First, the scoreboard:

  • Dow: 14,776.1 -335.0 -2.2%
  • S&P 500: 1,590.9 -38.8 -2.3%
  • NASDAQ: 3,368.2 -74.9 -2.1%
  • The top stories:

    – Stock, bonds, commodities, and currencies around the world got destroyed.

    – The Australian dollar was down below US$92c – a dramatic fall for the currency that many analysts thoughts would hit $US90c within a year.

    – Today’s calamity was really an extension of yesterday’s sell-off, which appeared to be triggered by comments made by Federal Reserve Chairman Ben Bernanke. Specifically, he said that the Fed could begin to taper, or gradually reduce, its quantitative easing program as early as later this year.  In other words, they would be scaling back on their monthly purchases of $85 billion dollars worth of mortgage bonds and Treasury securities.

    – This sparked a sharp sell-off in the bond markets, which translates into higher interest rates.  Earlier today, we saw the 10-year rate go as high as 2.47%, a level we haven’t seen in years.

    – The next big devastating headline that crossed was that manufacturing activity in China decelerated more sharply than expected in June.  This is worrisome because  China is the world’s second largest economy and also it’s most important source of economic growth. “A good deal of the weakness was apparently driven by external developments as the new export orders index plunged 4.9pt to 44.0, the lowest reading since the middle of the Great Recession,” said Societe Generale’s Klaus Baader.  “This collapse is quite difficult to fully believe, given developments in the region and the global economy, where there are no signs of such a collapse of demand.”
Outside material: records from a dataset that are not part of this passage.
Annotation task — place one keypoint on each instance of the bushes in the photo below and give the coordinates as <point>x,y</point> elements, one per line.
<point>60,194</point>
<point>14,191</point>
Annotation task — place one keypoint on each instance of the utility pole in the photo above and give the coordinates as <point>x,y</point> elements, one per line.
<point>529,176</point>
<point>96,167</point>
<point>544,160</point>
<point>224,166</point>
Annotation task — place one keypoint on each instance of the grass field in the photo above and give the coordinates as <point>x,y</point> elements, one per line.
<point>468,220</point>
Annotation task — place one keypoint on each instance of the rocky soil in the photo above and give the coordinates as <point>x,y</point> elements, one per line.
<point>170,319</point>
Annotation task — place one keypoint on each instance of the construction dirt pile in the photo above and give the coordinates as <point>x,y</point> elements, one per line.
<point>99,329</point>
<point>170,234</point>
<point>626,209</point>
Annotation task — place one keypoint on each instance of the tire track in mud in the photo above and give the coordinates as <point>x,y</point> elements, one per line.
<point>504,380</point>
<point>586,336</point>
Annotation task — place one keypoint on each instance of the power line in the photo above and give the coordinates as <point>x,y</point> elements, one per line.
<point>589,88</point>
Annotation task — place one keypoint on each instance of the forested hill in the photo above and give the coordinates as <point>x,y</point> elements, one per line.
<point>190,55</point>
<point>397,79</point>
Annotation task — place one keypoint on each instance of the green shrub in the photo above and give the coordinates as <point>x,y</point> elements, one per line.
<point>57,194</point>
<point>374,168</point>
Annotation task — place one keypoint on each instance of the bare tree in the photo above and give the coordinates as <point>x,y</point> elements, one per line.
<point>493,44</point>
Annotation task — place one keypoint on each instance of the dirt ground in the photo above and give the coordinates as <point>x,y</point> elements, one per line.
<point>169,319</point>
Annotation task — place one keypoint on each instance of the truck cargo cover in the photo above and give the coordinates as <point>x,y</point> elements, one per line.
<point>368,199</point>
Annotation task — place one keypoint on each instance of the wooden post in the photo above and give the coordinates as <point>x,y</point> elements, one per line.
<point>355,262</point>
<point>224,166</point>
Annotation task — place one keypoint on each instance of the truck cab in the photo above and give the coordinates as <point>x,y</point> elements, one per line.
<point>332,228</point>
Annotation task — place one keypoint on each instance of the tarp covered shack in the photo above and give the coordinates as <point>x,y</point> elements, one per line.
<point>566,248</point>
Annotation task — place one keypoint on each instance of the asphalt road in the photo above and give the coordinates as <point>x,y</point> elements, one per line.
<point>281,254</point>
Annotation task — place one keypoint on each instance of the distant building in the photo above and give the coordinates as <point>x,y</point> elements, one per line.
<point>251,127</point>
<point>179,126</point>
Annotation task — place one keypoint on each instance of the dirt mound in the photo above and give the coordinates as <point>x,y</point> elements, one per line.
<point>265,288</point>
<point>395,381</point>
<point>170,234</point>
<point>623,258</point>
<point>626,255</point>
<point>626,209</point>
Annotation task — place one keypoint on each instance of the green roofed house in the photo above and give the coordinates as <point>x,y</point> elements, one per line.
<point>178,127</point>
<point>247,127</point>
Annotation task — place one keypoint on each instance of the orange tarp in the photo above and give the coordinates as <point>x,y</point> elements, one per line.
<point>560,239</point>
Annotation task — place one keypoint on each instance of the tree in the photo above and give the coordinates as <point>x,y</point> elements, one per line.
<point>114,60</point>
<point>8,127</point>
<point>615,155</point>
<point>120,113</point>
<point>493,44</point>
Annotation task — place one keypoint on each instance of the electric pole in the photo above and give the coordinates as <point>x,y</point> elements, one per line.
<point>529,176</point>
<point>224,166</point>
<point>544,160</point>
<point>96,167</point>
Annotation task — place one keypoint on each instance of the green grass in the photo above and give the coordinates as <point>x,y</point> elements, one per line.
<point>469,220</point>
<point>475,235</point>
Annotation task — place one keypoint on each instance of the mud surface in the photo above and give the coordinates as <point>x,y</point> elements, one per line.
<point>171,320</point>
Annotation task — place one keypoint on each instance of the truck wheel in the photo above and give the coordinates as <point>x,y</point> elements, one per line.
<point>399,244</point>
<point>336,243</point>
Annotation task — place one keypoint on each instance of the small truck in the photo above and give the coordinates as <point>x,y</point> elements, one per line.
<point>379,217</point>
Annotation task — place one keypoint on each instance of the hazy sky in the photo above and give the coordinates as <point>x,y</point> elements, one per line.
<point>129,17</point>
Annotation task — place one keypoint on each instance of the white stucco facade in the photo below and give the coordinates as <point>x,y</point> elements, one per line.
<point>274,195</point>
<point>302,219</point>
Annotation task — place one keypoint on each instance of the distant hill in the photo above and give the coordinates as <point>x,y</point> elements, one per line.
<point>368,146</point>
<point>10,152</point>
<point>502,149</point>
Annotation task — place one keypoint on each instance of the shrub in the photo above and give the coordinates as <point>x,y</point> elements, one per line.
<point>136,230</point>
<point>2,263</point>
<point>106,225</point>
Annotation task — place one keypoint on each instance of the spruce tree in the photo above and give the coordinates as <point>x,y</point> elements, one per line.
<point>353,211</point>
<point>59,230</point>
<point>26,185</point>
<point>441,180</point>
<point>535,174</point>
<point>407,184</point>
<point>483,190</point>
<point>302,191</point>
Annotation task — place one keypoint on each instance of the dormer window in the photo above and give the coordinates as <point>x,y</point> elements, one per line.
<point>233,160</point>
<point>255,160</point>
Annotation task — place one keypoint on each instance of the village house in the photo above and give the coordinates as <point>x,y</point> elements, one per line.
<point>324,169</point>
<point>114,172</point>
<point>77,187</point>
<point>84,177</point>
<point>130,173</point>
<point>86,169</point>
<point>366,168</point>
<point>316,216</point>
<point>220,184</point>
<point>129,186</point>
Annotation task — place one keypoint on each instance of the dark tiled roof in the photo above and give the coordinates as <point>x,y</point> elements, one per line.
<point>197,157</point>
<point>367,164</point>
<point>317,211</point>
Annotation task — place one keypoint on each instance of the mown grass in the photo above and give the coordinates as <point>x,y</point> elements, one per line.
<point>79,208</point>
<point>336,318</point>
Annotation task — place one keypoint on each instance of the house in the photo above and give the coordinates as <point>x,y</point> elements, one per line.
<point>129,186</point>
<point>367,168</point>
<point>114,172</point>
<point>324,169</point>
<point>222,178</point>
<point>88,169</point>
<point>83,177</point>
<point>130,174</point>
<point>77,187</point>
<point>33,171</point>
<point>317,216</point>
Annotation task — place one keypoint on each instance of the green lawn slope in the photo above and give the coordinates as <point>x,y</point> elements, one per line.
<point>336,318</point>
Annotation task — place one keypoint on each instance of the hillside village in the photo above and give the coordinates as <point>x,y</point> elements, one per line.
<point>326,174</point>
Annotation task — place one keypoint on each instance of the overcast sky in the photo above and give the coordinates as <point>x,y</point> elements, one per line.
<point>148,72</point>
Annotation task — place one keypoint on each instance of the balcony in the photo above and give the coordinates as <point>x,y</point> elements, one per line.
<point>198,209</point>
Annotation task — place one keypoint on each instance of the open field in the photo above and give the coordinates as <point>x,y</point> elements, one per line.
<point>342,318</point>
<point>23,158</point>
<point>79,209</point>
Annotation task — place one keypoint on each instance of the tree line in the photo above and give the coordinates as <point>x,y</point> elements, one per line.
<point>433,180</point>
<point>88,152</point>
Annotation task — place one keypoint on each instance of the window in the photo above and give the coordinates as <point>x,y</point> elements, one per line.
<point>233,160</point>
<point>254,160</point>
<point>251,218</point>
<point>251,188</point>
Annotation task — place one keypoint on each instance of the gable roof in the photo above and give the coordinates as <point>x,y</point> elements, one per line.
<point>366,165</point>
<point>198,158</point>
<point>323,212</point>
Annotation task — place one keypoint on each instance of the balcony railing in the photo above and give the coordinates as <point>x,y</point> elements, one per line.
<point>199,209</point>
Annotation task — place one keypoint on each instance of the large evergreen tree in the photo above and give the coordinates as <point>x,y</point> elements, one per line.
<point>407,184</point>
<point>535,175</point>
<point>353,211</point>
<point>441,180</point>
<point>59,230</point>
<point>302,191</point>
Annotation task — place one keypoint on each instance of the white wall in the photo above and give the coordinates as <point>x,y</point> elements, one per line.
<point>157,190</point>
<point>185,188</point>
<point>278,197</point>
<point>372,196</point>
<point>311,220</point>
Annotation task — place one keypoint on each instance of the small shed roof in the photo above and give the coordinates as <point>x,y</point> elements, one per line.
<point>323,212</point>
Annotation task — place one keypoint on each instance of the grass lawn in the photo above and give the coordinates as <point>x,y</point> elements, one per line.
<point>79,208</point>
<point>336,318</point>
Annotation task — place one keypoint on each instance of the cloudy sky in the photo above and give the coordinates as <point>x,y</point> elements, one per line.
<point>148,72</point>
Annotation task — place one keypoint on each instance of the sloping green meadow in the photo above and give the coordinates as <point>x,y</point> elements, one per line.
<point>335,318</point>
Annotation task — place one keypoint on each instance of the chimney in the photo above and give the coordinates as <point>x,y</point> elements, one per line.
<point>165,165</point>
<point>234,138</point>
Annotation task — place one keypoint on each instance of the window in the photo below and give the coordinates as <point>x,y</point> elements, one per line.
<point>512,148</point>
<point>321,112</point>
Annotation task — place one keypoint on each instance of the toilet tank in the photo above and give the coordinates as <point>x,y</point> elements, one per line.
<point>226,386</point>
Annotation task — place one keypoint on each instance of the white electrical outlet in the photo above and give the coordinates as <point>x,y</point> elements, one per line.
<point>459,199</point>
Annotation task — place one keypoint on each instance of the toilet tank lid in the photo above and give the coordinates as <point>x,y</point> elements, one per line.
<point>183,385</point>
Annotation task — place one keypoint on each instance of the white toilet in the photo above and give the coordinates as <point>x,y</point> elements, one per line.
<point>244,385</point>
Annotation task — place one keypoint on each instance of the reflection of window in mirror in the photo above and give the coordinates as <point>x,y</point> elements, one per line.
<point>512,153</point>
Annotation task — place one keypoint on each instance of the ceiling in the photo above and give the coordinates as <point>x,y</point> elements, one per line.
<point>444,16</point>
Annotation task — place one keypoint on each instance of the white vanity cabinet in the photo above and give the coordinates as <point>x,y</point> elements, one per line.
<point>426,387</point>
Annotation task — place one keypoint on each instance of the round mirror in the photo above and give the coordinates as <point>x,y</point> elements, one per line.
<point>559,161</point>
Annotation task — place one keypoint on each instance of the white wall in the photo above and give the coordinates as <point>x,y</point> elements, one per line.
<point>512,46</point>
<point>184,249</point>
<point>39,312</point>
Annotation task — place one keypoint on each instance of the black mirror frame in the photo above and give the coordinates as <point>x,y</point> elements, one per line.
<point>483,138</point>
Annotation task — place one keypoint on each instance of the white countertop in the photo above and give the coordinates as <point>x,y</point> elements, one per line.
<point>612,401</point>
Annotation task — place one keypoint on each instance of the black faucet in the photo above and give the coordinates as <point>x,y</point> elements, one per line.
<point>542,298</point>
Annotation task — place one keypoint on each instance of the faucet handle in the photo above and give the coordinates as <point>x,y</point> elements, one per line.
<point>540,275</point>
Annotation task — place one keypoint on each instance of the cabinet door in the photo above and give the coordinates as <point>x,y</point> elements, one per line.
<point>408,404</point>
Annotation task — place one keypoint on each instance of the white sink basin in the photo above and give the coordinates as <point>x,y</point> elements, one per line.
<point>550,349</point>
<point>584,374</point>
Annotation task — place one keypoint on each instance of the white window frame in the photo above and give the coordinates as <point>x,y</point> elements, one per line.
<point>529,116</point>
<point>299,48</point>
    Commodities got demolished:

    – WTI crude oil prices are down 2.9%

    – Natural gas prices are down 2.0%

    – Gold prices are down 6.5%

    – Silver prices are down 8.7%

    – Copper prices are down 3.0%

    – Corn prices are down 1.7%

    – Soybean prices are down 1.9%

    Brazil and Turkey were among the countries that got punished today. Here’s a round up of some emerging market debt that got smashed:

    – Indonesian 10-year yields are up 56 basis points to 4.76%

    – Russian 10-year yields are up 46 basis points to 4.14%

    – Turkish 10-year yields are up 46 basis points to 4.60%

    – Mexican 10-year yields are up 17 basis points to 3.76%

    – Brazilian 10-year yields are up 14 basis points to 4.11%

    The scale of the sell-off is stunning.